Based on the songwriting partnership of Morrissey and Marr, the group signed to the independent record label Rough Trade Records, on which they released four studio albums, The Smiths (1984), Meat Is Murder (1985), The Queen Is Dead (1986) and Strangeways, Here We Come (1987). Four of their albums (including three studio albums) appeared on Rolling Stone’s list of the 500 Greatest Albums of All Time. They have also released several compilations, and numerous non-album singles. The Smiths had several singles reach the UK top 20 and all four of their studio albums reached the UK top 5, including one which hit #1. They won a significant following and remain cult favourites, although they had limited commercial success outside the UK while they were still together. The band broke up in 1987 due to internal tensions and have turned down several offers to reunite.

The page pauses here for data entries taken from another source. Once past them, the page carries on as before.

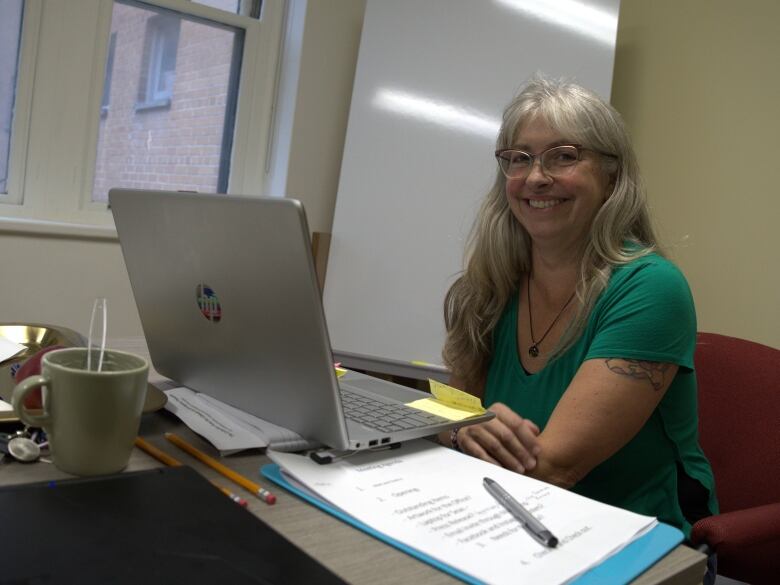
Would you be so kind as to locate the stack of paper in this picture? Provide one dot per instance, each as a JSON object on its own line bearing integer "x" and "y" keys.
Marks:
{"x": 431, "y": 500}
{"x": 229, "y": 429}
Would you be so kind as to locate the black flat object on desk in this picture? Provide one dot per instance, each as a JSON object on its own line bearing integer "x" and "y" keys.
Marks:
{"x": 167, "y": 525}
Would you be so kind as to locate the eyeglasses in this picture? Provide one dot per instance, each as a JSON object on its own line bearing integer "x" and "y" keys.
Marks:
{"x": 556, "y": 161}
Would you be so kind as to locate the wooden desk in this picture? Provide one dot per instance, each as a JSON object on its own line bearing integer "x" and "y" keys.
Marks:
{"x": 353, "y": 555}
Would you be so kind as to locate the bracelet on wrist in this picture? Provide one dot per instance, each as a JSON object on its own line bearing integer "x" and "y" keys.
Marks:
{"x": 454, "y": 439}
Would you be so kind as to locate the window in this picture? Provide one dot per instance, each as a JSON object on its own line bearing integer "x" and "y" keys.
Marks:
{"x": 168, "y": 94}
{"x": 178, "y": 132}
{"x": 159, "y": 67}
{"x": 10, "y": 34}
{"x": 105, "y": 102}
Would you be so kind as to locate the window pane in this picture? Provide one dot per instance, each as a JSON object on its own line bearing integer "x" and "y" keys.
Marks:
{"x": 246, "y": 7}
{"x": 10, "y": 34}
{"x": 168, "y": 113}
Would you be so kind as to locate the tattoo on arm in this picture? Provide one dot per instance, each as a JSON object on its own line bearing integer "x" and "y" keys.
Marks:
{"x": 653, "y": 372}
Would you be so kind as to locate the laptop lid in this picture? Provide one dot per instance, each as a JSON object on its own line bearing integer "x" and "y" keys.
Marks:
{"x": 229, "y": 303}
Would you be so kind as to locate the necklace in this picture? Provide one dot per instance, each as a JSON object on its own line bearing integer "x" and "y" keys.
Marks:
{"x": 533, "y": 351}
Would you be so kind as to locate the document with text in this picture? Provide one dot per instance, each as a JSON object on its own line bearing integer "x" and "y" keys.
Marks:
{"x": 432, "y": 499}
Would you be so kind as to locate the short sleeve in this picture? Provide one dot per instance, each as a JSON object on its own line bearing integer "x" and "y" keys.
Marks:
{"x": 645, "y": 313}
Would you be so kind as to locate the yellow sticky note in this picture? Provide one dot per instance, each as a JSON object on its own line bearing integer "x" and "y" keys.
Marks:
{"x": 449, "y": 402}
{"x": 433, "y": 406}
{"x": 455, "y": 398}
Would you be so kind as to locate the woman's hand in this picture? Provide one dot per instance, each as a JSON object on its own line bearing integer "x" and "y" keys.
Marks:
{"x": 507, "y": 440}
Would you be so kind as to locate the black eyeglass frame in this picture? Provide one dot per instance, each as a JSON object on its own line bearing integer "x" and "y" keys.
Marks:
{"x": 578, "y": 147}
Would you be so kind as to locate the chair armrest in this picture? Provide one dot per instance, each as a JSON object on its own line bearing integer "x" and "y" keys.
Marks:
{"x": 740, "y": 528}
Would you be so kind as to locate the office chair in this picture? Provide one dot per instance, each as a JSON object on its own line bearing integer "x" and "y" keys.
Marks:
{"x": 739, "y": 427}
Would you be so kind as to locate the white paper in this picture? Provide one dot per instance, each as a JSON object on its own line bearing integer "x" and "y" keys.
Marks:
{"x": 432, "y": 499}
{"x": 9, "y": 349}
{"x": 230, "y": 430}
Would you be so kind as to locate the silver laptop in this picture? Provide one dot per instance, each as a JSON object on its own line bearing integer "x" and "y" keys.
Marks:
{"x": 230, "y": 306}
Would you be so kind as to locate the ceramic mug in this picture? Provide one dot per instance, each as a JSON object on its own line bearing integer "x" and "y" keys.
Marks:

The band’s focus on a guitar, bass, and drum sound, and their fusion of 1960s rock and post-punk, were a repudiation of synthesiser-based contemporary dance-pop – the style popular in the 1980s. Marr’s guitar work, using a Rickenbacker, often had a jangle pop sound reminiscent of Roger McGuinn of the Byrds, and influenced later Manchester bands including the Stone Roses and Oasis. Morrissey’s complex, literate lyrics combined themes about ordinary people with mordant humour. In 2014 and 2015, they were nominated for induction into the Rock and Roll Hall of Fame.